Von Gottsched bis Engel, oder von Adelung bis Engel hätte dieses Kapitel heißen können, das lang geworden ist und doch viel zu kurz, um der Bedeutung des Gegenstandes gerecht zu werden. Wir haben den lebenden Vorkämpfer in den Vordergrund gestellt, als den deutlichsten Ausdruck der Spracherschütterungen, die uns umwirbeln. Faßt man diese Wirbel als eine Naturerscheinung, so wird in ihr erkennbar, was der Chemiker als »Katalyse« bezeichnet; wieder so ein verdammtes Welschwort, das sich nicht übersetzen lassen will. Es bedeutet das Auftreten oder die Beschleunigung eines Vorganges durch die bloße Gegenwart eines Körpers, welcher selbst anscheinend keine Veränderung darin erleidet. So ist Engel in den Sprachwandlungen unserer Zeit zwar nicht die größte wirkende Kraft, aber sicherlich der stärkste Katalysator. Alles gärt und explodiert um ihn, in widerstreitenden Gewalten, die, aus ganz anderm Ursprung hervorbrechend, sich an ihm entzünden. Eine Betrachtung der gegenwärtigen Bewegung kann eher an einem schöpferischen Genie vorbeisehen, als an ihm. Er ist durchaus Vordergrunds-Erscheinung und steht in der Beleuchtung ununterbrochenen Sprühfeuers. Immerhin ein fesselnder, mit nichts anderem zu vergleichender Anblick; denn wo ward es erlebt, daß eine Pedanterie mit funkelnden Reizen auftrat?
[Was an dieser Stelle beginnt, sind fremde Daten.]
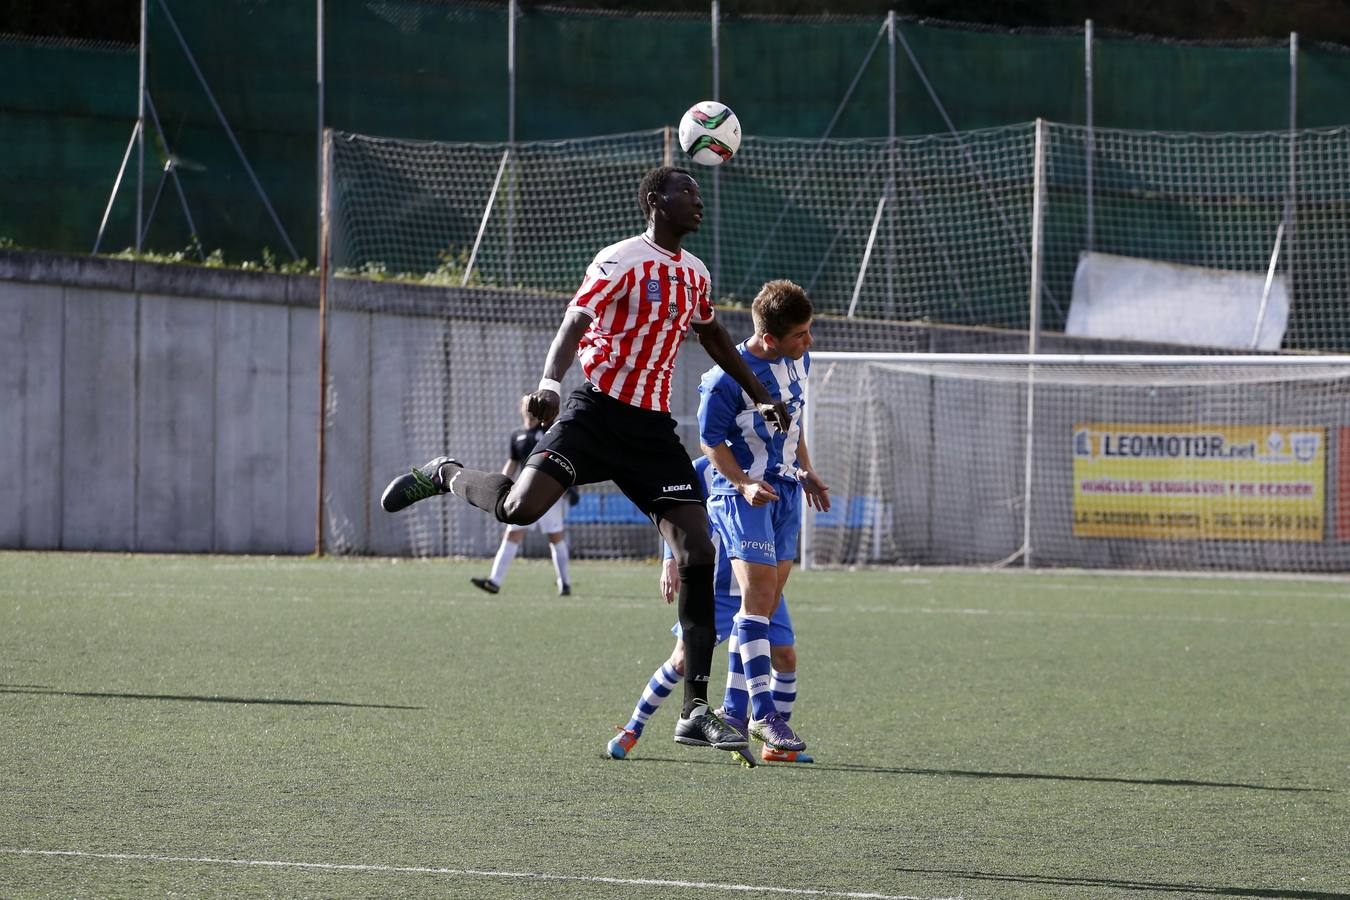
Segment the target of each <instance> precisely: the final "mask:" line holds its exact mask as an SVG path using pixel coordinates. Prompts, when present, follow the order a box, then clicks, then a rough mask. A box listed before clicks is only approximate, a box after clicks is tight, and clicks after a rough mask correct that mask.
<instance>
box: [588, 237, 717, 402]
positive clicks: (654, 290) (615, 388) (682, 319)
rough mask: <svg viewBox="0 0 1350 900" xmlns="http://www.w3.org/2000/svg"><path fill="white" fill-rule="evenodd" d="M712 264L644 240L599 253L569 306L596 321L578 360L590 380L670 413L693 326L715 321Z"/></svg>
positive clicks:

Diese Reize anzuerkennen wird auch dem ein Bedürfnis sein, der an die Notwendigkeit einer Sturmreform im Ausdruck nicht glaubt. Die deutsche Sprache ist an Haupt und Gliedern gesund. Hält sie sich nicht sauber genug? gut, so verordne man ihr kosmetische Mittel, aber nicht stündliche Purganzen, zur Blutentgiftung. Sie müßte in Entkräftung verfallen, wenn die Kritik bei diesem Verfahren beharren würde. Vergegenwärtigen wir uns dabei, daß der größte Sprachkritiker der Neuzeit, Fritz Mauthner, Wunder des Denkens und des Ausdrucks zu leisten vermochte mit Worten und Sätzen dieser so schönen, von gesunden Säften strotzenden Sprache; und warten wir ab, ob die Sturmkritiker der Folgezeit mit ihrer entwelschten, entseuchten Sprache bessere Kunstwerke zustande bringen werden.